Verbesserungsvorschläge zu den genannten Kritikpunkten

Weil mir der erste Teil des Nachthauses am besten gefallen hat, hätte ich mir gewünscht, dass Jo Nesbø von dem gewohnten Schema, an dem sich der grundlegende Aufbau von Krimis wie Thrillern in der Regel orientiert und das nicht ohne zentrale Twists auskommen kann, abgewichen wäre, wenn er auf seinen zweiten und dritten Teil verzichtet hätte. Stattdessen hätte der erste Teil weiter ausgearbeitet werden können. Das Nachthaus ist zwar bereits in der vorliegenden Form weniger gut für Zartbesaitete geeignet, indem der Roman einige brutal blutige Szenen enthält und auch vor Gewalt gegen Kinder - genauer gesagt Jugendlichen - nicht Halt macht. Allerdings hätte Nesbø seine dabei angezogene Handbremse lockern können, wenn er das Alter seines Protagonisten und wesentlicher Nebenfiguren schon zu Beginn des Romans ein wenig hochgesetzt hätte. Anstelle von 13- bzw. 14-jährigen Schülern hätten sich zumindest eher 17- bis 18-Jährige dafür angeboten, im Mittelpunkt der Handlung zu stehen.
Dann hätte Nesbø dem Horror im Nachthaus freien Lauf lassen können. Denn gerade in den stimmungsvoll geschilderten Szenen, in denen sich die Spannung stetig aufbaut und die von einer dazu passenden unheimlichen Atmosphäre untermalt werden, die mich gleich Ungutes ahnen ließ, konnte das Nachthaus mich überzeugen. Dabei hätte der Autor, falls der Beginn seines Romans stärker von ihm ausgebaut worden wäre und insgesamt mehr Raum bekommen hätte, sich näher mit relevanten Nebenfiguren auseinandersetzen können, indem deren Schwierigkeiten im Leben und deren Beziehung zu Protagonist Richard ausführlicher geschildert worden wären.
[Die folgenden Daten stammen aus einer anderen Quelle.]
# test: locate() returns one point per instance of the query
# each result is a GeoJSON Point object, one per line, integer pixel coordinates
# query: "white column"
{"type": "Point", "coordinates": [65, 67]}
Auch hätten weitere Reminiszenzen an Klassiker der Horrorliteratur oder Filme - wie beispielsweise an Jeepers Creepers - und zusätzliche Informationen zum titelgebenden Nachthaus wie etwa zu dessen Vergangenheit und zum mysteriösen Imu Jonasson eingebunden werden können. Denn mit dem Nachthaus und Imu sind Nesbø im ersten Teil seines Romans eine gruselige Location, die eine unheimliche Präsenz ausstrahlt, und ein starker Antagonist gelungen, über die ich gern mehr erfahren hätte.